Protran BA79 Nitrocellulose Blotting Membrane 0.1µm (GE Healthcare, Pittsburgh, PA) assembled in Bio-Dot Microfiltration System (Bio-Rad, Hercules, CA) was coated with 100 ng/well of peptides and incubated at 4°C overnight. Membrane was blocked adding bovine albumin serum (BSA) 1% in TBS buffer for 1 hour (h) at room temperature (RT). Swine sera from all pig categories were diluted in Log2 serial dilutions from 1:200 to1:1600 and pre-absorb in BSA 5% during 1 h at RT. Consequently, wells were incubated with 100ul of the pig sera at 37°C during 1 h. Rabbit anti-pig IgG (Sigma-Aldrich, St Louis. MO 63103 USA) was diluted 1:4000 in PBS buffer and 100 ul/well of the conjugated antibody was added to the membrane and incubated at 37°C for 1 h. ECLTM was added for color development with an incubation time of 5-10 minutes.Color intensity was measured using VersaDocTM MP 4000Imaging System, (Bio-Rad, Hercules, CA), and the analysis was performed using software Quantity One®.

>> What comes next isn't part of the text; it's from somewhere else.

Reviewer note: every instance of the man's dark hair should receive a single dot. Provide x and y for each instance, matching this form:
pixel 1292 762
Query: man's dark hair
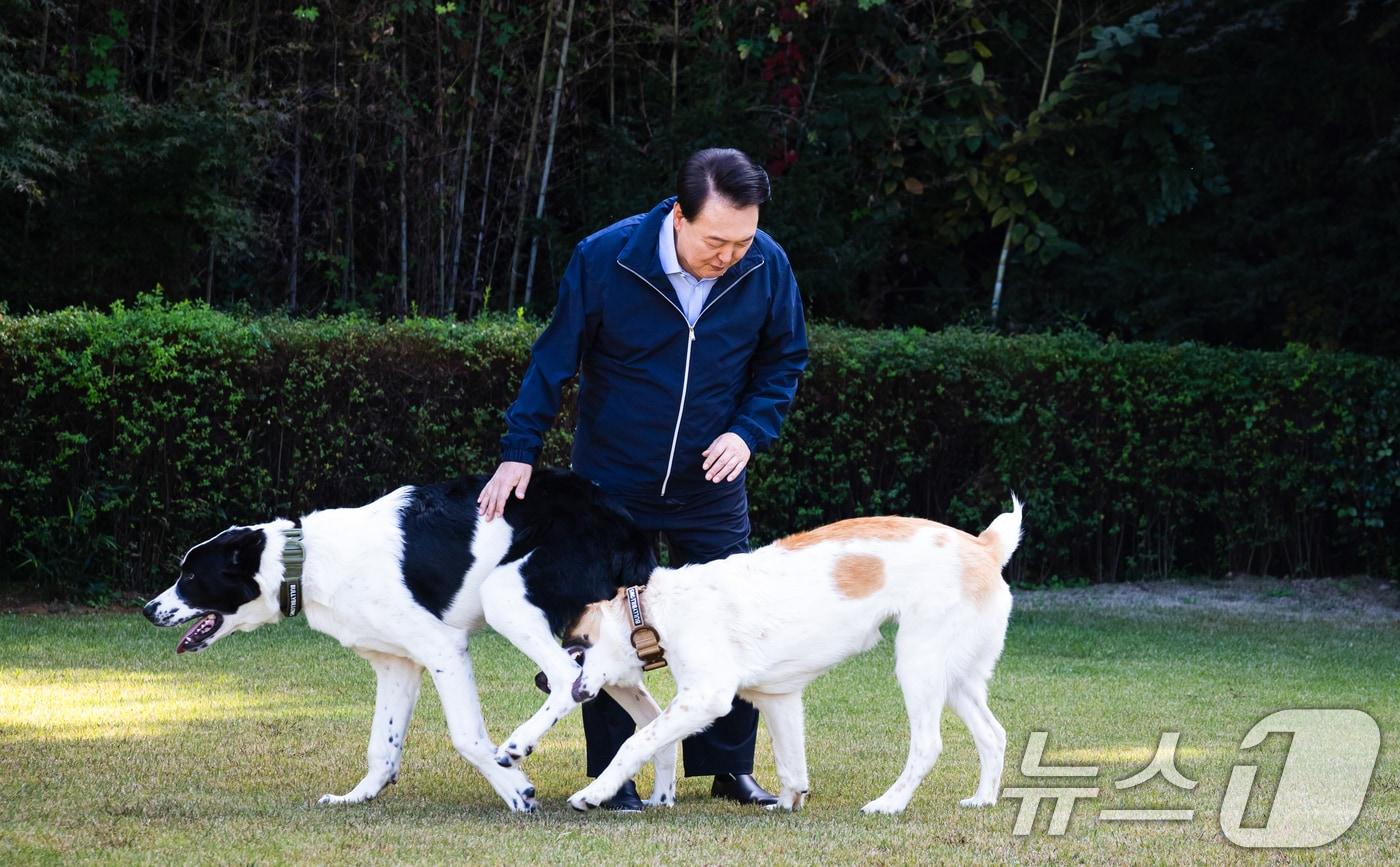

Data obtained from software Quantity One® was analyzed to calculate the cut-off value for the samples based on the negative control. It was established that samples with intensity values (intensity*mm2) 3.5 times greater or equal than negative control were considered positive. On the other hand, concordance level between Dot blot and commercial ELISA was determined by calculating Kappa index, through the program VassarStats.
RESULTS AND DISCUSSION
Comparison between commercial ELISA and Dot Blot results by animal category against GP5 P1, GP5 P3, GP5 P12 and GP5 P29
The results showed that sows category exhibited a higher level of concordance (kappa index between 0.55 to 0.60) with commercial ELISA results, in comparison to the other two pig categories which obtained a level of concordance between discrete to moderate. Finisher pigs showed the lowest level of concordance with a Kappa index of 0.25 (Table 3).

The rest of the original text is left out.